Beyond the Abstract - Androgen regulation of 5α-reductase isoenzymes in prostate cancer: Implications for prostate cancer prevention, by Jin Li, PhD, Christopher I. Amos, PhD, and Jeri Kim, MD

BERKELEY, CA (UroToday.com) -

Role of 5α-Reductase in Prostate Cancer Prevention

Multistep pathogenesis and a long latency period make prostate cancer a promising candidate for chemoprevention,[1] particularly because of androgen receptor (AR) signaling, a central signaling pathway in prostate cancer pathogenesis and progression.[2 In the prostate, circulating testosterone is converted to dihydrotestosterone (DHT) by 5α-reductase, and then both testosterone and DHT can bind to the AR, leading to AR activation and transcription of its broad-range downstream targeted genes. The dissociation rate between DHT and the AR is much lower than that between testosterone and the AR,[3, 4] making DHT the major androgen in AR signaling.

Because of the important role of 5α-reductase in converting testosterone to DHT, it has been considered a main target for prostate cancer prevention. Of the three different isoenzymes of 5α-reductase encoded by different genes, two, SRD5A1 and SRD5A2, have been well studied. Clinically used 5α-reductase inhibitors include finasteride, which inhibits the activity of SRD5A2,[5] and dutasteride, which inhibits both SRD5A1 and SRD5A2,[6] but it remains controversial whether such agents can inhibit the activity of SRD5A3.[7, 8] To identify these isoenzymes’ effects, investigators have undertaken several clinical trials.

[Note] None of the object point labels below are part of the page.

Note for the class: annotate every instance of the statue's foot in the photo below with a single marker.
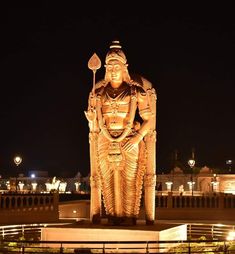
(96, 219)
(149, 222)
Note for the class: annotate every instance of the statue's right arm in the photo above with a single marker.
(91, 113)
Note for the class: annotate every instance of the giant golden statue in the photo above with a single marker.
(122, 120)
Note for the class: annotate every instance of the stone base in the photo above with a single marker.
(104, 233)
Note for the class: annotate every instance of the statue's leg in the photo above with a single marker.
(95, 197)
(150, 179)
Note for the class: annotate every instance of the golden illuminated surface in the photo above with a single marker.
(122, 149)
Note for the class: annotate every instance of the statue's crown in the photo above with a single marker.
(115, 53)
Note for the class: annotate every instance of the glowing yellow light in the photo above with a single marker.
(231, 236)
(17, 160)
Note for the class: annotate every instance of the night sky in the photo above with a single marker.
(187, 52)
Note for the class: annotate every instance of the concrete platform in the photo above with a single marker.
(139, 235)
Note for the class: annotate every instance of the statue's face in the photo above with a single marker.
(114, 69)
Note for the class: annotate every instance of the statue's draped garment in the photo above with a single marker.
(118, 175)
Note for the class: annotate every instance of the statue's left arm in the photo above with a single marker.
(147, 110)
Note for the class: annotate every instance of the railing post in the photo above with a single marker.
(22, 249)
(147, 248)
(61, 249)
(189, 247)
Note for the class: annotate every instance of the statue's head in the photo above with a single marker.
(116, 54)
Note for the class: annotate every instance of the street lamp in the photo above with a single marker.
(17, 161)
(191, 163)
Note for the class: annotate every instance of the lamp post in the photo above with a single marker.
(17, 161)
(191, 163)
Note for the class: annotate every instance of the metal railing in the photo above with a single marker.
(199, 246)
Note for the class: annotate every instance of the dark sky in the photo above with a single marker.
(187, 52)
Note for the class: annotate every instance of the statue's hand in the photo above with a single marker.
(132, 142)
(90, 115)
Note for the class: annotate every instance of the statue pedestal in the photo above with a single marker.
(104, 233)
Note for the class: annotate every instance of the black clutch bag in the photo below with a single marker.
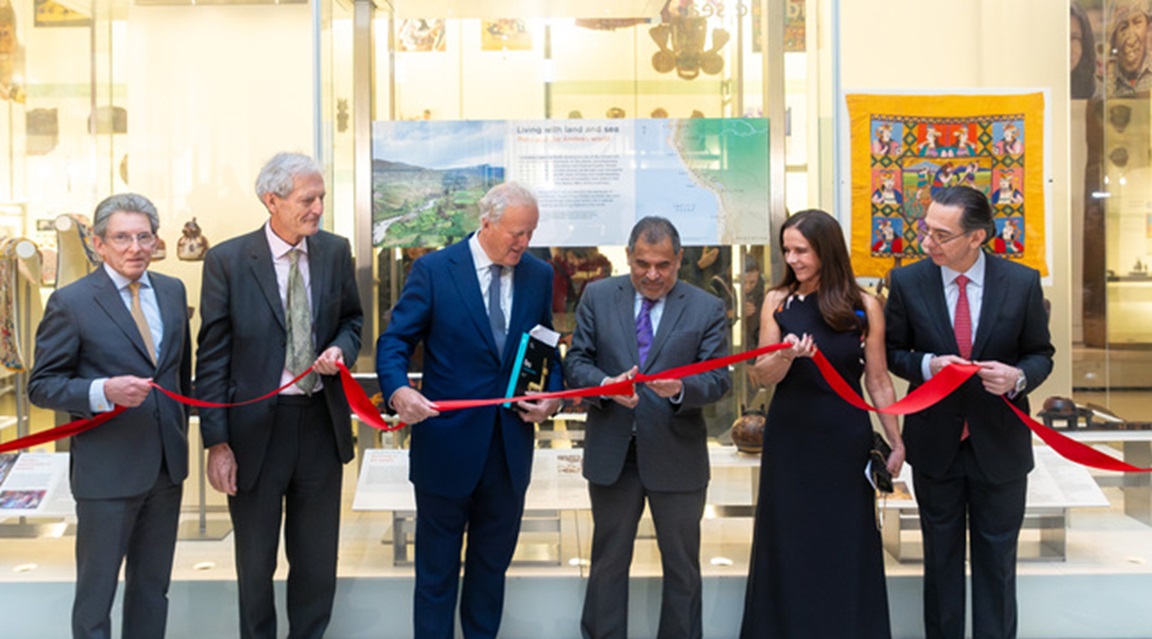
(878, 464)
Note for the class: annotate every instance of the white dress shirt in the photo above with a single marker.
(281, 264)
(97, 401)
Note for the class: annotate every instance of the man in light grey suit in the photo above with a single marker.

bta kimThe Prostate Cancer Prevention Trial (PCPT) was a landmark study that enrolled 18,882 men who were at least 55 years old with prostate-specific antigen (PSA) levels ≤3.0 ng/mL and normal findings on a digital rectal examination (DRE).[9] These participants were randomly assigned to either finasteride or placebo for 7 years. The results showed that 18.4% of men treated with finasteride developed prostate cancer, compared with 24.4% of the men treated with placebo; thus, the men in the finasteride-treated group had a statistically significantly lower prevalence of prostate cancer (24.8%; p<0.001); however, high-grade tumors (Gleason grade ≥7) were more commonly detected among men in the finasteride group than in the placebo group (6.4% vs. 5.1%; p=0.005). Follow-up study of PCPT prostatectomy specimens by Pinsky et al.[10] determined that finasteride’s effect was statistically favorable, despite the detection of high-grade tumors; nevertheless, finasteride’s role in the development of high-grade tumors is still being debated, and the biologic mechanisms responsible for the increase in high-grade tumors remain to be defined to the satisfaction of all stakeholders. 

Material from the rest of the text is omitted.